Nieuwe regels bij ontslag via UWV

bij bedrijfseconomisch ontslag en langdurende arbeidsongeschiktheid

Nieuwe uitvoeringsregels ontslag via UWV

Vanaf 1 augustus 2018 zijn de nieuwe uitvoeringsregels UWV voor bedrijfseconomisch ontslag veranderd. Het gaat om onder meer om nieuwe regels bij herplaatsing.

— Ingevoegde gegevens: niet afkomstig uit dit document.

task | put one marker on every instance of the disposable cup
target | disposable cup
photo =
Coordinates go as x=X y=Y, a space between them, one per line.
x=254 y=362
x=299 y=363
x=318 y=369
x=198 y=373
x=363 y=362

Een belangrijke wijziging vind ik zelf de volgende wijziging. UWV heeft nu de mogelijkheid een ontslagverzoek af te wijzen (toestemming te weigeren) omdat het verzoek te prematuur is. Dat zal het geval zijn als de Ondernemingsraad (OR) of Personeelsvertegenwoordiging (PVT) niet geraadpleegd is. Dat is nieuw. Betekent dat de werkgever eerst een OR of PVT moet instellen voorafgaande aan een ontslagprocedure, als hij deze nog niet heeft ingesteld? Het lijkt erop alsof het niet zo ver gaat, maar de werkgever zal wel moeten aantonen dat hij er in het verleden alles aan gedaan heeft een OR of PVT in te stellen.

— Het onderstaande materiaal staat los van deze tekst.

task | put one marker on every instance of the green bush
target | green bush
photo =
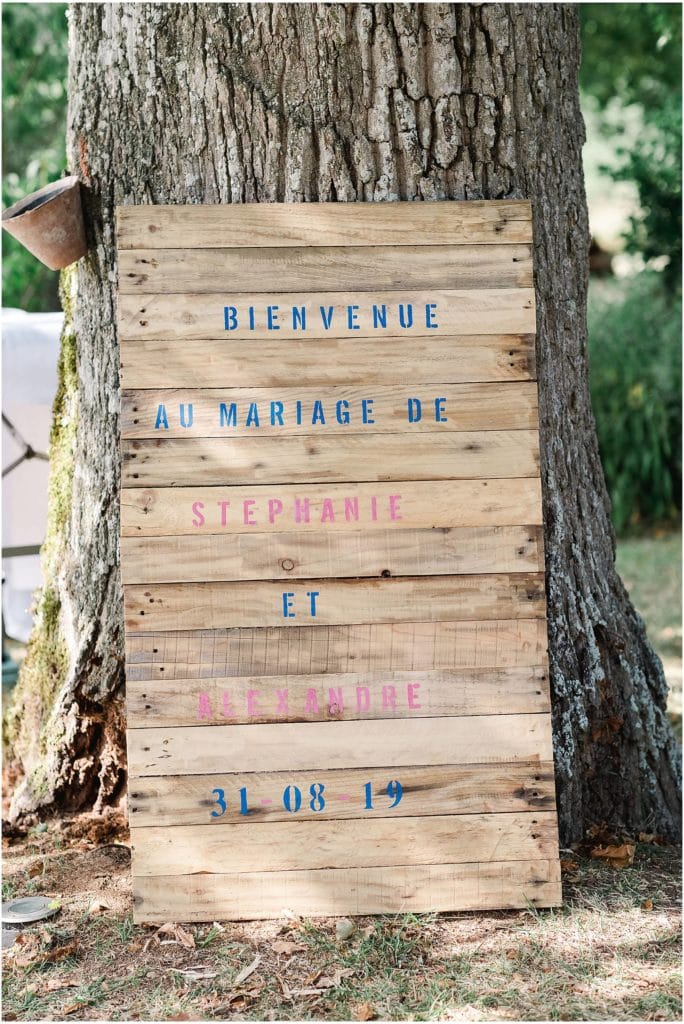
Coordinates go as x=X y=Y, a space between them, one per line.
x=635 y=379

Ik kom even terug op herplaatsing. Daar is dus ook wat veranderd. UWV verwacht dat er een herplaatsingsgesprek met de werknemer plaatsvindt. In dat gesprek wordt met de werknemer afgestemd wat passende functies zijn en voor wat voor functies werknemer zich beschikbaar stelt gelet op bijvoorbeeld de maximale afstand/reistijd woon-werk, minimum salaris(schaal), en of de werknemer bereid is te werken bij een andere bedrijfsvestiging of een ander onderdeel van de groep. “Bij de ontslagaanvraag moet de werkgever daarover duidelijkheid geven en een overzicht verstrekken van alle vacatures en arbeidsplaatsen/functies van plaatsmakers binnen de onderneming en de groep. Als de werkgever onderdeel uitmaakt van een internationale groep, moet de werkgever op dit overzicht ook de vacatures en de arbeidsplaatsen/functies van plaatsmakers bij buitenlandse onderdelen van de groep vermelden. Als de werknemer zijn beschikbaarheid voor andere, passende functies binnen de onderneming en de groep heeft afgebakend op basis van bijvoorbeeld maximale afstand/reistijd woon-werk, dan mag de werkgever het bovengenoemde overzicht beperken tot de vacatures en functies waarvoor de werknemer zich beschikbaar heeft gesteld. Dit is in de Uitvoeringsregels nader toegelicht in de nieuwe paragrafen 2.3.1 en 2.3.2” (bron: uwv.nl).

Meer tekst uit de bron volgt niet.